Did I ask the patient if they were comfortable in continuing self-directed treatment?
Did I liaise with necessary social support and services in the community?
Traditional Healing
People living with bronchiectasis often wish to explore the causes of their breathing difficulties, which requires support from their healthcare team. Aboriginal and Torres Strait Islander Australians may follow traditional belief systems, and may ask questions in consideration of the interaction of health problems with connection to country and spirits.
The patient may be fearful that their breathing difficulties have arisen due to cultural responsibility or shame. As a healthcare professional, it is important to listen, recognise your patient’s beliefs, and provide reassurance that their concerns have been heard. The patient should be offered the opportunity to meet with an Indigenous staff member or community elder to discuss their beliefs.
It may be appropriate to arrange a traditional healer to meet with the patient in the acute or community settings, to complement standard healthcare measures. In Central Australia the traditional healers are called ‘Ngangkari’ and may be men or women, adults or children.

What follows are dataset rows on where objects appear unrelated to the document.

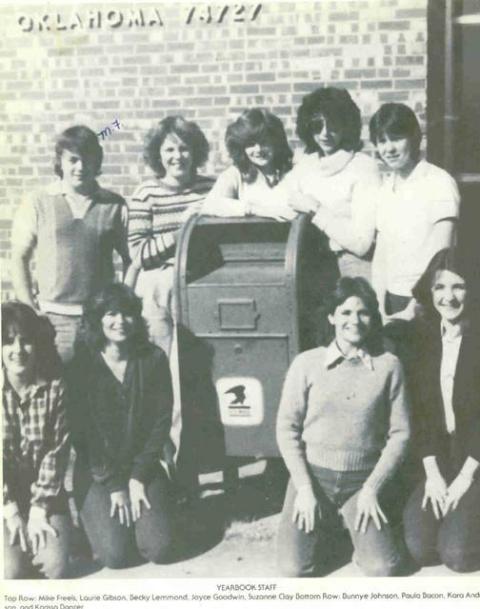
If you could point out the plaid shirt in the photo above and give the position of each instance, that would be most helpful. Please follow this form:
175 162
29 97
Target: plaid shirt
36 443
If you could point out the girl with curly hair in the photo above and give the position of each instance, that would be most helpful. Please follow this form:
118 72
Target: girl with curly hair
333 181
120 416
442 516
258 147
342 429
36 445
417 211
174 150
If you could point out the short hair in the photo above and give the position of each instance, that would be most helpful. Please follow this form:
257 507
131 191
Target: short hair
345 288
337 106
449 259
115 297
258 125
22 319
83 141
188 131
396 120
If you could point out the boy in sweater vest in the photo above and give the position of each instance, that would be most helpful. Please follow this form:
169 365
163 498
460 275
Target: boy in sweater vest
74 225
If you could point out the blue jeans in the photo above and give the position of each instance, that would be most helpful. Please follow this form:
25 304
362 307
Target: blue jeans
150 538
453 540
66 330
300 554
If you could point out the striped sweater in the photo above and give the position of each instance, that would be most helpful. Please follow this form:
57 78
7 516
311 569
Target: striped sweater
155 213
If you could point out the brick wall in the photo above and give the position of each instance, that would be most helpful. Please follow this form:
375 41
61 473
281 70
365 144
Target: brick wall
106 62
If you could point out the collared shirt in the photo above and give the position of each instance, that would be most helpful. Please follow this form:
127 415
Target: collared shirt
36 442
334 355
74 238
407 212
451 342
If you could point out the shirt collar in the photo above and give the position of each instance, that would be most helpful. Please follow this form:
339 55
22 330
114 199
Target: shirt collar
417 173
452 333
65 190
334 356
31 390
334 163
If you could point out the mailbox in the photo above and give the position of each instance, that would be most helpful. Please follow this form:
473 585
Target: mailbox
249 288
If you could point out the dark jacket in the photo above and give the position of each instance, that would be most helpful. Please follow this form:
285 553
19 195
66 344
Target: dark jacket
428 411
119 429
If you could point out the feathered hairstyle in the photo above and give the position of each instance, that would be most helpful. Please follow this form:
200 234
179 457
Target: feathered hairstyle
19 318
84 142
337 106
258 126
115 297
188 131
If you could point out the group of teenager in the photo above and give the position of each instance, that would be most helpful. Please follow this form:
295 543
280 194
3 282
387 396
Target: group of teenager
92 363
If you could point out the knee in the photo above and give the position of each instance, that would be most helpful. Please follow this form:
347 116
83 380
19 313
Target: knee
288 566
379 567
458 560
158 553
423 554
56 569
114 559
14 569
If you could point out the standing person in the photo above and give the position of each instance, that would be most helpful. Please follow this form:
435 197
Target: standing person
174 150
418 207
36 523
442 517
75 225
334 181
120 419
258 147
342 429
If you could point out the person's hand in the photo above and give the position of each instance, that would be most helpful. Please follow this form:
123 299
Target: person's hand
368 507
17 529
38 527
456 491
305 508
303 203
120 503
137 498
436 493
265 210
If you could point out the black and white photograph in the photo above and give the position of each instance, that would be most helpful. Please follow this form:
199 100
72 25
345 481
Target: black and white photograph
240 299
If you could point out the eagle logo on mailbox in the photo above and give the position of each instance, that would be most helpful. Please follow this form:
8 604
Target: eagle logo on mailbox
239 393
240 400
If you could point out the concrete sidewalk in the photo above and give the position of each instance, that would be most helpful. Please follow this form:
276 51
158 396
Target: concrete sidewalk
232 535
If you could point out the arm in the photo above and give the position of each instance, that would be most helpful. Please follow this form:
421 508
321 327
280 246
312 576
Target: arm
443 235
379 271
23 242
54 463
291 415
224 198
161 393
150 249
355 234
398 432
121 238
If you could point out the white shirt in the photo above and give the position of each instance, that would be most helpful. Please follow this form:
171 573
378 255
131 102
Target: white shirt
407 211
451 342
335 355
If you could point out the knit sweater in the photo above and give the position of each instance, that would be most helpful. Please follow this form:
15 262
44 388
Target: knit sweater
155 213
231 196
343 416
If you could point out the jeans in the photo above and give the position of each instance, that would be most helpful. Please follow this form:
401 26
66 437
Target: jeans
453 540
150 537
300 554
66 329
51 560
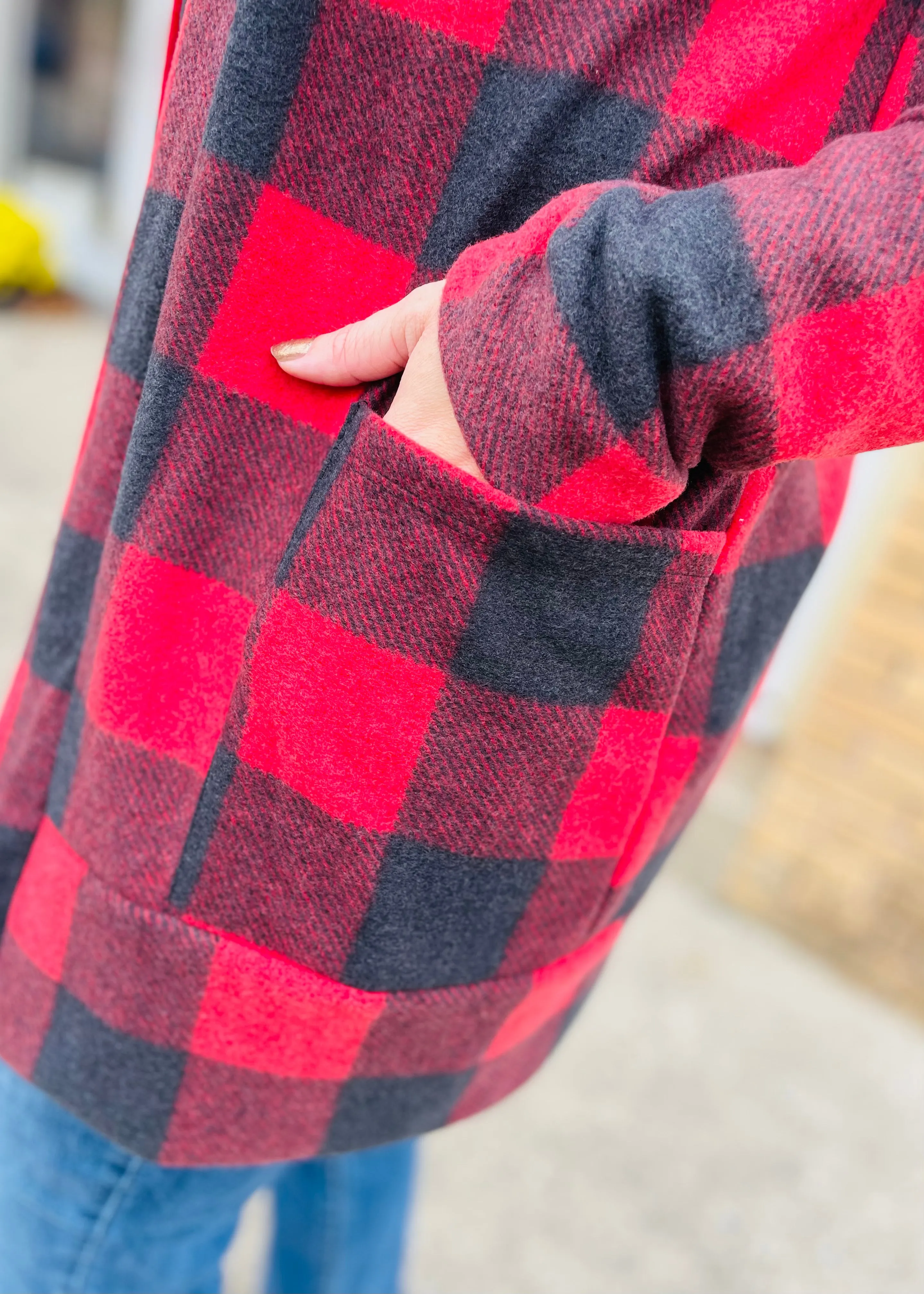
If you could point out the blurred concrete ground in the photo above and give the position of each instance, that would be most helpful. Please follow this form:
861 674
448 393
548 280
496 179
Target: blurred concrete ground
727 1117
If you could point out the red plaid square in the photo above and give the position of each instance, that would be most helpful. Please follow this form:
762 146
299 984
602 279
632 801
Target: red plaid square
298 275
263 1012
336 717
169 654
43 904
802 55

They may use traditional bush medicines or complete healing ceremonies to target the concerns of the person.
Prognosis
There is limited data on prognosis of bronchiectasis in Aboriginal and Torres Strait Islander people. In a Central Australian study, the mortality of adults with bronchiectasis from a hospital-based cohort is very high (11.5% died within 12-mo) despite the relatively young age (mean age of 42, SD 15years). While there is no published data relating to prognosis on Aboriginal and Torres Strait Islander children with bronchiectasis, the clinical impression is that the prognosis is similar to that of non-Indigenous children, mentioned above, when they receive optimal treatment.